Question: at the moment, what other "ASIC-hard" PoW chains are out there that people hashing for Monero could switch to? How big/profitable are those chains?
ddadybayo
ddadybayo12.8. klo 18.24
Ledger’s CTO claims sustaining the alleged 51% attack on Monero via Qubic costs $75M/day. Off by about three orders of magnitude. Monero’s actual daily security budget is simple to calculate: - Tail emission of 0.6 XMR per block - 720 blocks per day (2-minute intervals) - XMR ≈ $253 That’s ~$109K/day - the total paid to all miners. This is the true economic incentive securing the network. Qubic isn’t buying $75M/day worth of hardware or cloud compute. They’re just subsidizing existing Monero miners with their $QUBIC token, luring them into the pool during “idle” compute time. I’ve run the numbers myself - they can sustain dominance for as little as $7K–$10K/day, nowhere near the inflated $75M figure.
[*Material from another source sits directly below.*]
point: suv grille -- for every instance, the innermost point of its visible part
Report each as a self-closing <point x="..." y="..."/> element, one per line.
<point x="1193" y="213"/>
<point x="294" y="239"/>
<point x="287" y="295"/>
Attacks like this expose a core vulnerability in smaller PoW networks: it’s not always about brute force hashrate sometimes you just need to pay miners more than the chain does. And if Ledger’s CTO is off by three orders of magnitude on something as basic as Monero’s security budget… I shudder to think what bugs we’d find if we audited their elliptic curve implementation.